While a system such as this one will require behavioural changes, Akinsete believes that the benefits, such as promoting climate resilience and resource recovery and reuse, will encourage people to adapt more easily to this new technology.

Further, government policies will enable people to make decisions about sanitation. The Department of Water and Sanitation (DWS) is already leading an initiative to develop the Water and Sanitation Master Plan, which is a plan intended to guide the water sector with investment planning for the development of water resources and the delivery of water and sanitation services beyond 2030.

The Department of Trade, Industry and Competition is also working on a water and sanitation industry master plan, to which the WRC is contributing. 

“The policies seek to create water and sanitation industrialisation to promote localisation and the local manufacture of innovative water efficient technologies, such as the G2RT. The biggest obstacle is to encourage private sector involvement,” he says.

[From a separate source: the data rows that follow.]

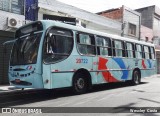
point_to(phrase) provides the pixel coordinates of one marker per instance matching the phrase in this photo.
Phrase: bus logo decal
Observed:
(107, 75)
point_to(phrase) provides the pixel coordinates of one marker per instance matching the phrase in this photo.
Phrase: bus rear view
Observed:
(24, 69)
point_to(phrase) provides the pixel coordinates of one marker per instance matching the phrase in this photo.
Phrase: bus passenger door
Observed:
(46, 75)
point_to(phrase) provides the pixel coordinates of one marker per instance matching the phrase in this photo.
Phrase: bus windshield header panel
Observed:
(37, 26)
(58, 45)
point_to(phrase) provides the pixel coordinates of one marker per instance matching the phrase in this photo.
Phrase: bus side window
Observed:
(103, 46)
(130, 50)
(86, 44)
(118, 48)
(138, 51)
(152, 53)
(146, 52)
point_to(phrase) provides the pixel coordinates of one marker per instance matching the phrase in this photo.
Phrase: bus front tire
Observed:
(136, 79)
(79, 84)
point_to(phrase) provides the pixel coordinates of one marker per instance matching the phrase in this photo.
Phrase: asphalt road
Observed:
(122, 95)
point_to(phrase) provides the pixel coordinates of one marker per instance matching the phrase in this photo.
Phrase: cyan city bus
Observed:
(49, 54)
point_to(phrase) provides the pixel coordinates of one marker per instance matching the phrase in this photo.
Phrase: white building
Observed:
(90, 20)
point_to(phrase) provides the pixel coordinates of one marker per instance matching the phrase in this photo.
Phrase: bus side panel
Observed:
(148, 67)
(46, 76)
(62, 72)
(120, 68)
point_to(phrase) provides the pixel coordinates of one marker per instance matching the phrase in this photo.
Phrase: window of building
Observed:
(139, 53)
(132, 29)
(146, 52)
(130, 50)
(13, 6)
(86, 44)
(103, 46)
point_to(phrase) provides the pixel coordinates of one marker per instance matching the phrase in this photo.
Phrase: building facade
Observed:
(130, 19)
(151, 19)
(83, 18)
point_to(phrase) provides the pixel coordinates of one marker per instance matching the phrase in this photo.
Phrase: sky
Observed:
(95, 6)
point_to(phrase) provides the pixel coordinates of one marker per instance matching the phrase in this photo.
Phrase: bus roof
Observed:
(49, 23)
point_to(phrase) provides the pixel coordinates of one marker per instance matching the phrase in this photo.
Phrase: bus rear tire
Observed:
(136, 79)
(79, 83)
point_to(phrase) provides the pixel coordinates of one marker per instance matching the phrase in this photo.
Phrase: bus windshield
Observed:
(25, 50)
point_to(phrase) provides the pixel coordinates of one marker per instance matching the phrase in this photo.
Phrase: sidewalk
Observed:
(7, 88)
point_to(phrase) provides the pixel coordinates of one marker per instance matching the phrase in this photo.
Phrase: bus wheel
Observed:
(136, 79)
(79, 84)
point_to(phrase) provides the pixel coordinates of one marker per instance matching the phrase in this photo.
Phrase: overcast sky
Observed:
(101, 5)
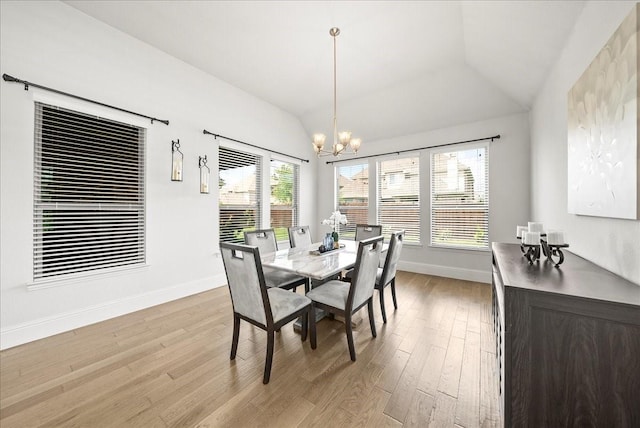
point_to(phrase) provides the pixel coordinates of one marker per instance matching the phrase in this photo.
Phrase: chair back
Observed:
(363, 280)
(299, 236)
(366, 231)
(246, 281)
(393, 255)
(264, 239)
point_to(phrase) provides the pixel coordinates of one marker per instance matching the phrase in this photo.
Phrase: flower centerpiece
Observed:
(335, 220)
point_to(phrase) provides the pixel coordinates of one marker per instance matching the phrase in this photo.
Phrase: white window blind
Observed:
(353, 197)
(240, 193)
(399, 197)
(89, 195)
(284, 198)
(460, 198)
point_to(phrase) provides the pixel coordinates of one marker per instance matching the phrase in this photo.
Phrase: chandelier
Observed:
(341, 140)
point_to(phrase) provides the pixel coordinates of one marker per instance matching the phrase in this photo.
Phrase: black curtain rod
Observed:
(495, 137)
(26, 84)
(216, 136)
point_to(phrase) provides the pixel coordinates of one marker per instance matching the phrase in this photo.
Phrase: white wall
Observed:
(509, 192)
(55, 45)
(611, 243)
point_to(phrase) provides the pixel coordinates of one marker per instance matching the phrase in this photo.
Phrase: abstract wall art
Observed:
(603, 152)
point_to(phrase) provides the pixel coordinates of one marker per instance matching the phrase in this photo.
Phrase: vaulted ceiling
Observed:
(402, 66)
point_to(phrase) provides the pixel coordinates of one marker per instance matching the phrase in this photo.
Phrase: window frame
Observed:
(416, 239)
(259, 189)
(348, 231)
(79, 205)
(486, 205)
(295, 203)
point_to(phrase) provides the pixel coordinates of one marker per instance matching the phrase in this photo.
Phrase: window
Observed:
(399, 197)
(460, 198)
(353, 197)
(240, 193)
(89, 199)
(284, 198)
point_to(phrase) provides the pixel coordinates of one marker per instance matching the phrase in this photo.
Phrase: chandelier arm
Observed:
(335, 96)
(342, 141)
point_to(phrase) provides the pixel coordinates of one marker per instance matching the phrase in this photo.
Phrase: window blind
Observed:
(240, 186)
(353, 197)
(284, 198)
(89, 194)
(460, 198)
(399, 197)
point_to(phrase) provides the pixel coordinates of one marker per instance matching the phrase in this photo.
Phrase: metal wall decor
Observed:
(176, 161)
(205, 172)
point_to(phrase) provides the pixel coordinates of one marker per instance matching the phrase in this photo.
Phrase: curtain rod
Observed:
(216, 136)
(26, 84)
(495, 137)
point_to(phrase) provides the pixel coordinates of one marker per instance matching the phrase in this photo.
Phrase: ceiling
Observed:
(402, 66)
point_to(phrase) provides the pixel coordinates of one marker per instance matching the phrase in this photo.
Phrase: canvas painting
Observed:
(603, 177)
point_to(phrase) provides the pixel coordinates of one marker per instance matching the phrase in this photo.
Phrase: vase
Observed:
(335, 237)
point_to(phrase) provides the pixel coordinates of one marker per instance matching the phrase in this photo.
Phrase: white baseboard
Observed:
(447, 271)
(49, 326)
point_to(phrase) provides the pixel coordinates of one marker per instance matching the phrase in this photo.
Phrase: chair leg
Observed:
(267, 364)
(348, 328)
(312, 326)
(305, 326)
(382, 309)
(236, 335)
(372, 323)
(393, 293)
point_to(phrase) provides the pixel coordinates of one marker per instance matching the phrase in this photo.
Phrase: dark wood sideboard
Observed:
(567, 342)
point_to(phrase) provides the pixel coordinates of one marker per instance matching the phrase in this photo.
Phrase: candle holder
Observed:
(176, 161)
(554, 250)
(204, 174)
(532, 253)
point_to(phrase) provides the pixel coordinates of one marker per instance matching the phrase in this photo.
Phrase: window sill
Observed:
(84, 277)
(473, 250)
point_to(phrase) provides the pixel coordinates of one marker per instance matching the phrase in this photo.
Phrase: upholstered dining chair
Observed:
(386, 275)
(299, 236)
(265, 239)
(345, 299)
(366, 231)
(266, 308)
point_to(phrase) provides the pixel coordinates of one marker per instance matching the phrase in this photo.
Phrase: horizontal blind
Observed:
(240, 193)
(353, 197)
(399, 197)
(89, 199)
(460, 198)
(284, 198)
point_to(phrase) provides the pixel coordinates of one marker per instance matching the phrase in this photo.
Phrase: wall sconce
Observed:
(176, 161)
(204, 174)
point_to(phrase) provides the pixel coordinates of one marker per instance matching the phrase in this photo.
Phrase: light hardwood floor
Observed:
(432, 364)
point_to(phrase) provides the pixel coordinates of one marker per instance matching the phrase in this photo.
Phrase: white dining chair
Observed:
(259, 305)
(345, 299)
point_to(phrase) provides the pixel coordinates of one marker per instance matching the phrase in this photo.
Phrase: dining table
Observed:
(310, 262)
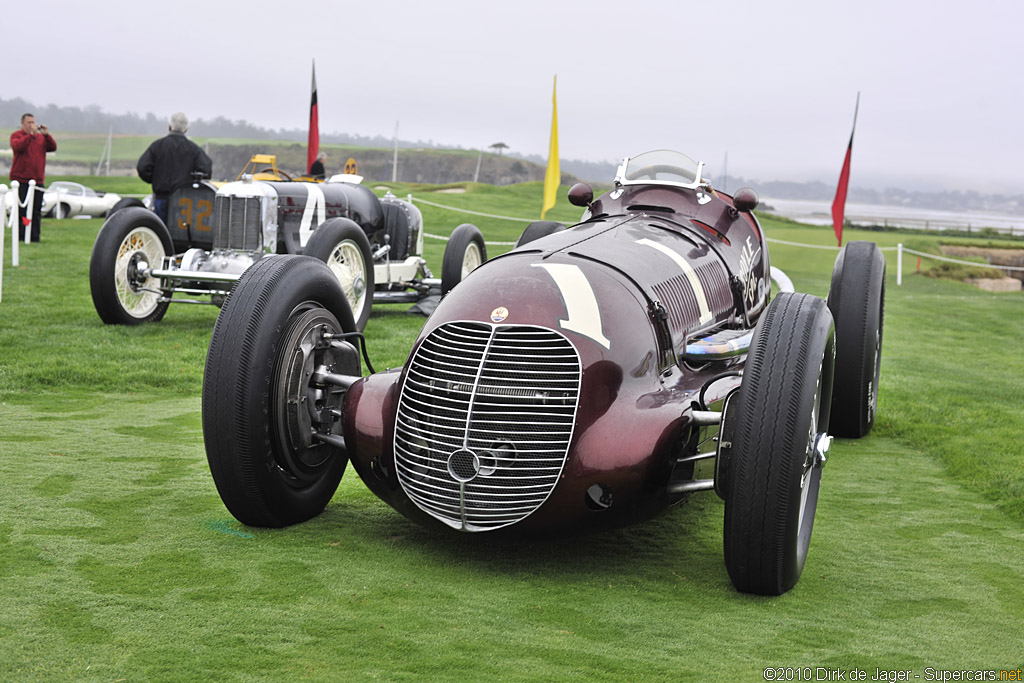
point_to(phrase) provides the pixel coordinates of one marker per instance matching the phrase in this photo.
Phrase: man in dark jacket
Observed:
(170, 162)
(30, 144)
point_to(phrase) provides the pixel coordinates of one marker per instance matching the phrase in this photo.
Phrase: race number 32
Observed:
(197, 214)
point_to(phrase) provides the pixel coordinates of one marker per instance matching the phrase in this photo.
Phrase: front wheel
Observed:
(130, 243)
(344, 247)
(271, 424)
(538, 229)
(465, 252)
(124, 203)
(778, 444)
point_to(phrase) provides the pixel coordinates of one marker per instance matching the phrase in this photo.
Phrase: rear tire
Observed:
(538, 229)
(344, 247)
(856, 299)
(774, 475)
(125, 242)
(465, 252)
(267, 469)
(396, 229)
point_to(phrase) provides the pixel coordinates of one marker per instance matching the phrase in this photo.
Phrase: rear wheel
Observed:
(465, 252)
(538, 229)
(857, 299)
(272, 431)
(344, 247)
(129, 244)
(778, 444)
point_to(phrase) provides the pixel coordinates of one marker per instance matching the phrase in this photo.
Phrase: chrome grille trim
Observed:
(506, 393)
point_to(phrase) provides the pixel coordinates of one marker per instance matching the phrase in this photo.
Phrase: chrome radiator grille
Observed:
(484, 422)
(238, 222)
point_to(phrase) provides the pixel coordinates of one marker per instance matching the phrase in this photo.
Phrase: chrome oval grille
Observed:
(484, 422)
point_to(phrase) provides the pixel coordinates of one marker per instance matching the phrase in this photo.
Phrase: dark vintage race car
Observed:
(591, 377)
(373, 245)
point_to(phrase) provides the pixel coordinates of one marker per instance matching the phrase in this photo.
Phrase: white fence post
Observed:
(3, 230)
(899, 264)
(14, 184)
(30, 201)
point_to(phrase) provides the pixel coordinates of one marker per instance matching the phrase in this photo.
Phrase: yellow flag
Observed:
(553, 176)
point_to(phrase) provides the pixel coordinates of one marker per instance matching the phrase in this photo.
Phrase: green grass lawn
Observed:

The provision of sanitation services is perceived as a public good, so many commercial entities are reluctant to move into this sector. There have been challenges in getting commercial partners to buy into the vision of the reinvented toilet as an appliance. 

“However, there are people who see the opportunity for investment. Transitioning to the idea of sanitation as an appliance could change the perception of the sector, where it is not dependent on government. 

“We hope that through the work we are doing at SASTEP, we are able to elevate the current sanitation sector to something that is appealing and attractive for businesses and entrepreneurs, to bring in new sources of funding, and innovative operational and revenue models that can transform the sector into one that not only creates new jobs, but develops into something that can contribute to the GDP of South Africa,” he concludes.